L’établissement reconnaît également que les règles liées à l’élimination des urines du patient n’ont pas été strictement respectées. Ces erreurs ont conduit les autorités hospitalières à isoler douze soignants considérés comme potentiellement exposés.
Un risque jugé faible mais surveillé
Malgré la mise en quarantaine, la direction du centre hospitalier tente de rassurer. La présidente du conseil d’administration, Bertine Lahuis, a déclaré que le risque réel de contamination restait « très faible ». Elle a toutefois reconnu que cette situation provoquait une forte pression psychologique sur les professionnels concernés.
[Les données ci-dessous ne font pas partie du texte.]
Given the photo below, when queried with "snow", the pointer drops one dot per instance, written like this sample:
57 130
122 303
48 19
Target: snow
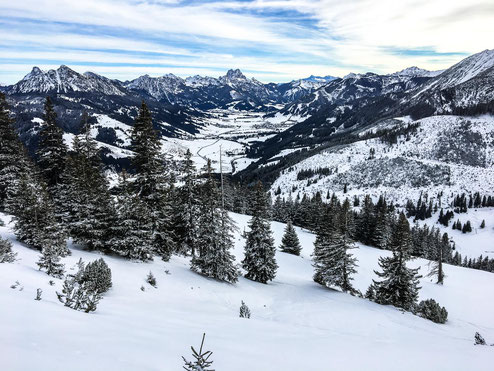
295 324
398 171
L’Organisation mondiale de la santé considère en effet comme cas contacts à haut risque les personnels de santé exposés sans équipements de protection adaptés, notamment lors de procédures médicales pouvant générer des aérosols.
Une enquête ouverte au sein de l’hôpital
Face à ces défaillances, le Centre hospitalier universitaire Radboud a annoncé l’ouverture d’une enquête interne. L’objectif est d’identifier précisément les erreurs commises et de renforcer les mécanismes de sécurité afin d’éviter qu’un incident similaire ne se reproduise.
Cette affaire relance les questions autour du respect des protocoles sanitaires dans les structures hospitalières confrontées à des virus rares et hautement surveillés. Les résultats de l’enquête pourraient conduire à une réévaluation des procédures internes de gestion des risques infectieux.